Tag Archives: Symptoms

Common questions about Chemo!

Chemotherapy or chemo is a systemic therapy in which medications destroy cancer cells in your body, Chemo may be used alone or along with other medications or therapies such as such as surgery, radiation and biological therapy to slow or stop the growth and spread of cancer, Most often Chemo is given By IV or injection, a cream, or liquid capsule or pills and can be placed through out the body, Chemo can also be given by a pump either inside or outside the body.

Chemo is usually given in cycles, Some people will have a port placed by a Doctor so you don’t have to be poked so often.

Chemo is a cocktail of two or more chemo drugs.
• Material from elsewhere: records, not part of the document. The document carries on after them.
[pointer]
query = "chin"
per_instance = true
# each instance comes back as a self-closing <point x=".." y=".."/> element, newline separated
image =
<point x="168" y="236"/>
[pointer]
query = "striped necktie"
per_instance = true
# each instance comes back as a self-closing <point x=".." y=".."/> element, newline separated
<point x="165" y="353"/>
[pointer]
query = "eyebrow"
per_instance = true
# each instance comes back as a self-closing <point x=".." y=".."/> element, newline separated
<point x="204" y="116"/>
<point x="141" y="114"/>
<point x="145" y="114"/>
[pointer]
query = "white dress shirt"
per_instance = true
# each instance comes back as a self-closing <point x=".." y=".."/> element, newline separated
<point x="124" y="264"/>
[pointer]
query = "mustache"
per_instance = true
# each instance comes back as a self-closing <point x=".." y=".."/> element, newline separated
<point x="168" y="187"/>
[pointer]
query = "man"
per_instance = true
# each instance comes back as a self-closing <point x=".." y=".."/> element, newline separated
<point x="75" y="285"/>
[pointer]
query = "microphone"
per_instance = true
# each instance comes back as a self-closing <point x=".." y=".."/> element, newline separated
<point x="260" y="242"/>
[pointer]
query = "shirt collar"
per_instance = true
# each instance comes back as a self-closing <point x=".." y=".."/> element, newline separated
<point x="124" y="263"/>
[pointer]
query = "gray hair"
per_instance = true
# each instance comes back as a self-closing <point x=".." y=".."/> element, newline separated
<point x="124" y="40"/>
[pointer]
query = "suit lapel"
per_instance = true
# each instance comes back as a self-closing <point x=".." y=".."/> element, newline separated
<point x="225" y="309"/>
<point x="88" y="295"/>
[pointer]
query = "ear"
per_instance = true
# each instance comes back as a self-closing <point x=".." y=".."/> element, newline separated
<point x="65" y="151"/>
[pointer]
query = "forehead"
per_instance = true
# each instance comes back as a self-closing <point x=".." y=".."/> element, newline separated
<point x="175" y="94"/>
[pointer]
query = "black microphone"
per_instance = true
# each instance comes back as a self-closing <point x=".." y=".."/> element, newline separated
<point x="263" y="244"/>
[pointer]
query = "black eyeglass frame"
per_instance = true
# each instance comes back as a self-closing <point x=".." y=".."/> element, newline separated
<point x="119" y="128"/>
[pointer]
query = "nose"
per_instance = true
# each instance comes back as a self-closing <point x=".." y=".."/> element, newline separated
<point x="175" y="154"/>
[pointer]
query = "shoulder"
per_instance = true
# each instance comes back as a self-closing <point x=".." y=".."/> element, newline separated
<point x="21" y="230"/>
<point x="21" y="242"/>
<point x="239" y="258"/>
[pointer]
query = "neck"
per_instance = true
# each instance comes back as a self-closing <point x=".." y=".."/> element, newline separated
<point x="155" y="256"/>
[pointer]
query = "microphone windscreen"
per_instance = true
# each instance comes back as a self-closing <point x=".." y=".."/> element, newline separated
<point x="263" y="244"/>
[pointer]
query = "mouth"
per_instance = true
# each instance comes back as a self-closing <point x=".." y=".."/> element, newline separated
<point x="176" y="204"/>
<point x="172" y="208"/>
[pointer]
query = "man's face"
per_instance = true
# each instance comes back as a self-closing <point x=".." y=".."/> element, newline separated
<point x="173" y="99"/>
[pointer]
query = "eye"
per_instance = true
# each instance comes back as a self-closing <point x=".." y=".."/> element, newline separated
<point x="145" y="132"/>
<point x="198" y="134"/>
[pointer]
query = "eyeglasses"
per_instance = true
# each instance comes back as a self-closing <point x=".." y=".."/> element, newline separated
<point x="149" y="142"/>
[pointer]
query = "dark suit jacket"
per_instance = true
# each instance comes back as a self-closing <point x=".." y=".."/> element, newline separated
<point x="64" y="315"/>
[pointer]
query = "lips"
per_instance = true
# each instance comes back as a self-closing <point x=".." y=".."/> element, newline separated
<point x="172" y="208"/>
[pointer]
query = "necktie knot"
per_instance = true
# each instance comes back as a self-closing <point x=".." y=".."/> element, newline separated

Chemo treatment can be for any length of time, Your Doctor will give your plan of care. Chemo can last a few hours to most of the day. Everyone is different as far as symptoms and also depends on the medications given.

If you choose to skip a session, your cancer cells can continue to grow.

Some chemo patients can continue to work throughout chemo and always remember you may be able to shorten your days.

It usually takes a few weeks after your last session before you start to get over any symptoms you may have.

Usual test run to have Chemo, Your Hemoglobin- This is the protein in red blood cells that helps carry oxygen through out your body.
White blood cell counts- Help your body fight against infections. Platelets- enable your blood to clot.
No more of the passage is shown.